Cameron Diaz is amazing.
Not only was her grandfather a dirty cuban cigar roller who snuck into the country to teach the locals how to roll dirty cuban cigars because the American government was trying to choke Cuba out as hard as they could to make the shit into some kind of State, but her tall and lean body coupled with her hefty bank account, and her ability to jerk off a dick while fisting herself makes her top grade pussy.
Sure, she looks like the kind of girl who may be a little too cute and down with the boys, who wants to watch sports despite sports being porn for closet case fags and shits with the door open while scratching her razor burnt cunt because as one of the boys she knows we like our pussy bald, but maybe that was just her in a role in a movie, I am pretty shitty at differentiating reality and bullshit that is celebrity and hollywood, and that’s why I prefer talking about myself.

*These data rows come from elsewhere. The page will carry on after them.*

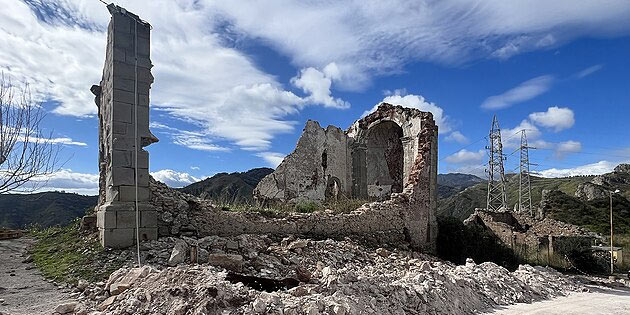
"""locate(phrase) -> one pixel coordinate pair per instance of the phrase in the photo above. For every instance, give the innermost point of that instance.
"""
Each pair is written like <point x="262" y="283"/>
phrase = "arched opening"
<point x="384" y="160"/>
<point x="333" y="189"/>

Unfortunately, I don’t have any beach stories about me and a girl in a green bikini, I also only have Cuban prostitute stories, because Cuba is the cheapest place to travel in Canada and they would bore you, despite being 18 and hairy and willing to spend the week with you for 50 dollars, especially since Cameron Diaz is one of those Cuban prostitutes who only lets other celebrities inside her, so I’ll just leave it at that, because really, anyone who reads shit on the internet, is no one I want to get to know.